An poetic appeal to Mormon friends

 

After I got out of the hospital last February, I could write with a pen again. And I wrote and wrote, song after song. It’s funny how easily it all came to me. Even my prose I would rhyme all the time. Anyhow, I have a friend, he was my boss when I worked for Brio. Brio Solar Energy. I went door to door setting appointments for our salespeople to do their job.  Actually it is funny that I enjoyed the job, going door to door. I’m not sure I was great at it. But, Garrett. He was so cool. He is a super motivational guy, not in a over the top loud personality way, but in a, “listen up this is going to be one of the hardest things you’ll ever do but if you press through you’ll be rewarded for it” way. He’s just a cool guy. But, he’s a Mormon! (Brio was started by Mormons and many Mormons work for them… door knocking must get in your blood!) Anyhow… I like him, and I was excited to get to know him and share the Gospel with him, when he moved back to Utah!

I’ve used him as a reference, he’s great… and he’s always been on my heart. I know I only knew him for maybe 6 weeks, but he left a big impression on me, and I hate the thought of him going to hell.

I actually hate the thought of anyone going to hell, I said that to Antonio and cried in the hospital during rec therapy, and he wiped a tear away.

I have a soft spot for Mormons. They are so dedicated but misguided. Zealous but lost.

Mormons do not believe in hell. Not really, they do believe in an outer darkness reserved for those who were Mormons but leave the faith. But for people who just never believe in Mormonism, they just go to a lower level of heaven.  I haven’t studied it extensively, that’s a snippet I do know.
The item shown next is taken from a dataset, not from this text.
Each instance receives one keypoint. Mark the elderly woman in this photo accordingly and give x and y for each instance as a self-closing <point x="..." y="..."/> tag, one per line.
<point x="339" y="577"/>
I spoked with Garrett a few times while I was in the hospital. I told him I’m a prophet, and he does believe in prophets, because the Mormon church has a prophet. I read him my revelation, he asked if I’d been abused or anything. But… he wanted me to read the book of Mormon and talk to missionaries, and I wanted to witness to him. But, my brain wasn’t processing well. It was in overdrive, and mom didn’t want me getting brainwashed into Mormonism. So I didn’t read the book of Mormon and haven’t gotten into deep conversations with any of their missionaries yet. I do have an eager pair wanting me to talk to them now, pray for that. I don’t want to talk to them alone, they’ve got two, I need a pair.

Anyhow… I wrote this to share with Garrett… I still need to…

 

Why no hell

It’s since we fell

Free Will You see

Twas Destiny

But God knew too

He has a plan

He has a purpose

He knew we’d fall

He knows it all

He wrote the story after all

Which is exactly why

Jesus Christ had to die

And suffer death and hell

On our behalf

Predestination See He knew

It’s a really cool story

To God be all the Glory

He moves in a mysterious way

This I know

I can share my revelation now

If you’d like

Don’t remember if I did that yet

Don’t know about multiple heavens yet

Would need to see plainly In Bible

KJV Preferably

God has a silly sense of humor

Yesterday he sent a mouse

To scare the crap out of me

Literally

Twas funny wish you could

See the poor mouse on Facebook

Maybe friend request Donna Lane my mom

I’ll try to have her post may take

Persuasion Not always my best skill

But God will move that hill!

 

 

There’s a little more but you get the point. 

Anyhow, sorry it’s taken so long to get a post out. My mom’s helper quit and I’ve been doing double duty which I already have been doing extra and all my boundaries are being violated and pray I can work things out and not blow up. Also I’ve found a few people to help me with deliverance.